1. This site uses cookies. By continuing to use this site, you are agreeing to our use of cookies. Learn More.

Computer processors

Discussion in 'PC hardware help' started by SherylM, May 22, 2007.

  1. SherylM

    SherylM Member

    Joined:
    May 15, 2006
    Messages:
    10
    Likes Received:
    0
    Trophy Points:
    11
    If I understand this correctly, a processor that has 1.6 Ghz in a Desktop will run faster than the same processor labeled 1.6 Ghz in a laptop. Is that correct? And if so, here's my problem: I want to buy a laptop.
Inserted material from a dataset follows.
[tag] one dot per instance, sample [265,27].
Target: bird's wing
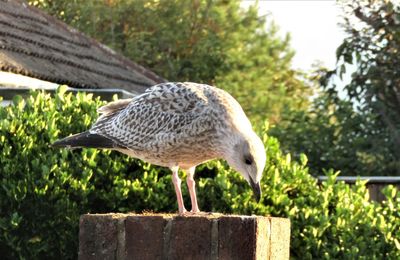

My desktop has 2.80Ghz which easily handles the stuff I need it to - perhaps it's more than I need -- I can't be sure (I just know it works). (I have kind of a big program that allows me to trade futures in real time.) I need to be able to know how big of a processor it will take for a laptop to handle the same thing. And apparently the 'dual core' adds somthing to the mix. Is there a conversion chart somewhere, or even a rule of thumb, that I can use to help me decide how big and what I need to buy?

    Thanks again to all for your help.
     
  2. Indochine

    Indochine Regular member

    Joined:
    Dec 21, 2006
    Messages:
    1,485
    Likes Received:
    0
    Trophy Points:
    46
    Not exactly. Desktop processors, until recently, ran at full speed all the time, whereas laptop processors are designed to slow down when the workload is light, and speed up again when an intensive task is started. That way, they run cooler and use less power, important considerations in a laptop stuation when a battery supplies power.

    These days, this technology is moving into desktop processors, so the difference is becoming less clear cut.

    You have to compare like with like though. If you had a 1.6 GHz desktop Pentium 4, and a laptop with a mobile 1.6 GHz Pentium 4 type processor, you would expect them to do work at a roughly similar rate, if they had the same amount of memory.

    A laptop with a 2.8 GHz processor might well chew through its workload at roughly the same rate as a desktop equipped with the same speed processor would. A dual core processor can run certain software faster, only if that software has been written to take advantage of the dual cores.

    Horses for courses is the motto. Some laptops are designed to supplement a desktop PC, that is, compromises are made in the design to achieve lightness, lower cost, and battery life. You don't mind things taking longer because you have the mobility. If you envisaged doing mostly basic office tasks this would be the type to consider. Other laptops are full-on desktop replacements, with big displays, better keyboards, powerful processors, plenty of memory, and large hard disks. This comes at a price though, both at initial purchase time and in the event of any repairs or upgrades being needed later.

    A slower laptop can do all the things a faster one can, it just takes longer.

    Hope this helps. You could purchase some computer magazines that have articles about laptop buying decisions and reviews
     
  3. SherylM

    SherylM Member

    Joined:
    May 15, 2006
    Messages:
    10
    Likes Received:
    0
    Trophy Points:
    11
    Thank you so much for that comprehensive and easy to understand answer. I will check out the magazines to which you refer and see what they recommend, too.